An uncrewed vessel crammed with 54 people intercepted off the West Australian coast at the weekend has raised new concerns about the number of asylum-seekers attempting the treacherous journey to Australia’s shores. Over the past fortnight, Australia’s border protection authorities have intercepted six boatloads of asylum-seekers, adding to logistical pressures on Christmas Island’s detention facilities and political pressures on the Rudd government.

Details of the latest vessel, which was found adrift in international waters on Saturday afternoon, were released yesterday. The 54 people, including one child, were without food and water when first sighted by Border Protection Command P-3 Orion aircraft about 550 nautical miles (1018km) north of the Cocos (Keeling) Islands. The group, whose nationalities were not disclosed, asked for refuge in Australia and last night were en route to Christmas Island for security, identity and health checks.

Their rescue prompted the opposition to again accuse the government of going soft on border protection. But Home Affairs Minister Brendan O’Connor yesterday pointed to Canberra’s $654 million strategy to combat people-smuggling as proof it was taking the problem seriously. “The Australian government is pleased that the group is safe, but it is only through Border Protection Command’s and the Australian Maritime Safety Authority’s vigilance that these people escaped greater harm,” he said. However, he said that the illegal voyages were “extremely dangerous”. “Drownings at sea are not uncommon,” he said.

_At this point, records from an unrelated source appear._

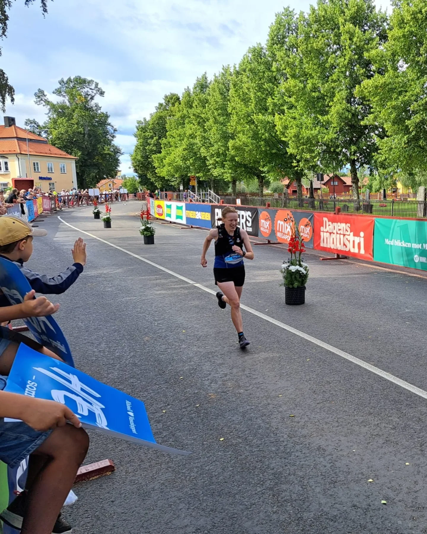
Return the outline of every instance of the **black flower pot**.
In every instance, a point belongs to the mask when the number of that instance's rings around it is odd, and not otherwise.
[[[299,306],[305,303],[305,286],[302,287],[284,286],[284,303],[289,306]]]
[[[144,235],[144,245],[154,245],[154,235]]]

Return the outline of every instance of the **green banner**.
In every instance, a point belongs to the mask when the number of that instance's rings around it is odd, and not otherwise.
[[[427,271],[427,221],[376,218],[374,261]]]

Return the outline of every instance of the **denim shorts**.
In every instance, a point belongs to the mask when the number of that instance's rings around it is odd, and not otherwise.
[[[0,390],[4,389],[7,376],[0,375]],[[5,422],[0,417],[0,460],[14,467],[39,447],[52,430],[38,432],[23,421]]]

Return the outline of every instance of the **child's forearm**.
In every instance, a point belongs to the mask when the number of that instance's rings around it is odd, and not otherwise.
[[[25,410],[30,407],[29,404],[28,397],[25,395],[0,391],[0,417],[22,419]]]

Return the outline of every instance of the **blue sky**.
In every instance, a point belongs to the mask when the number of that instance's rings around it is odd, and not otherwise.
[[[297,11],[307,0],[290,0]],[[388,0],[377,5],[389,9]],[[58,80],[77,75],[99,82],[100,100],[117,128],[124,152],[121,170],[132,174],[129,153],[136,121],[148,116],[167,93],[181,93],[205,71],[238,63],[248,48],[265,42],[283,0],[54,0],[44,18],[38,5],[16,0],[2,68],[15,88],[6,114],[23,126],[43,121],[34,103],[41,88],[48,93]]]

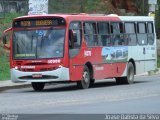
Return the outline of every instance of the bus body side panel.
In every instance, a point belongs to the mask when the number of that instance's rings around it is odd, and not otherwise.
[[[93,67],[94,79],[126,75],[124,72],[127,64],[127,50],[126,47],[82,48],[79,54],[70,60],[71,81],[82,80],[83,66],[87,62],[90,62]]]

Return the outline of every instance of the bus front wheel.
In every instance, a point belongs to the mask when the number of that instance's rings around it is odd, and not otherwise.
[[[77,86],[80,89],[87,89],[90,85],[90,73],[86,65],[84,66],[82,77],[83,79],[77,82]]]
[[[32,87],[35,91],[42,91],[45,86],[43,82],[32,82]]]
[[[116,78],[117,84],[132,84],[134,82],[134,66],[131,62],[127,65],[127,76]]]

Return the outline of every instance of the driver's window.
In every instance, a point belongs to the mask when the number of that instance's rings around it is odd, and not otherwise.
[[[69,28],[69,48],[80,49],[82,43],[82,29],[80,22],[72,22]]]

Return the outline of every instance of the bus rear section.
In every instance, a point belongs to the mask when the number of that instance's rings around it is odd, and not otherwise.
[[[11,79],[42,90],[47,82],[69,81],[62,17],[21,17],[13,21]]]
[[[95,80],[134,83],[134,75],[156,68],[156,34],[150,17],[48,15],[17,18],[11,39],[11,79],[76,82],[86,89]]]

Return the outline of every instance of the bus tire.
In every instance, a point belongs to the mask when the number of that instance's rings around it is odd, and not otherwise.
[[[35,91],[42,91],[45,86],[44,82],[32,82],[32,88]]]
[[[117,77],[116,83],[118,85],[122,84],[133,84],[134,83],[134,66],[131,62],[127,65],[127,76],[125,77]]]
[[[90,79],[89,87],[93,87],[95,83],[95,79]]]
[[[121,84],[124,83],[124,82],[123,82],[123,78],[121,78],[121,77],[117,77],[117,78],[115,78],[115,79],[116,79],[117,85],[121,85]]]
[[[131,62],[127,65],[127,76],[124,77],[125,84],[133,84],[134,83],[134,66]]]
[[[90,85],[90,73],[88,67],[85,65],[83,69],[82,80],[77,82],[77,86],[80,89],[87,89]]]

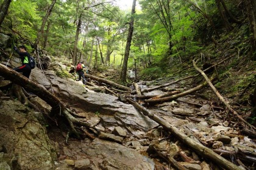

And while the new arrivals are stretching the resources of the facilities on Christmas Island, the island’s nearest Australian neighbours, the Cocos Malays of Home Island, will soon be working at the Howard government’s Immigration Detention Centre under a plan by community leaders to reduce chronic unemployment on their tiny homeland. Serco, the contractor that will take over the operation of Christmas Island’s Immigration Detention Centre from G4S next month, intends to hire Cocos Malays to work in administration, social care and client services. Their roles could include helping asylum-seekers prepare food or attend a variety of classes, a Serco spokeswoman said.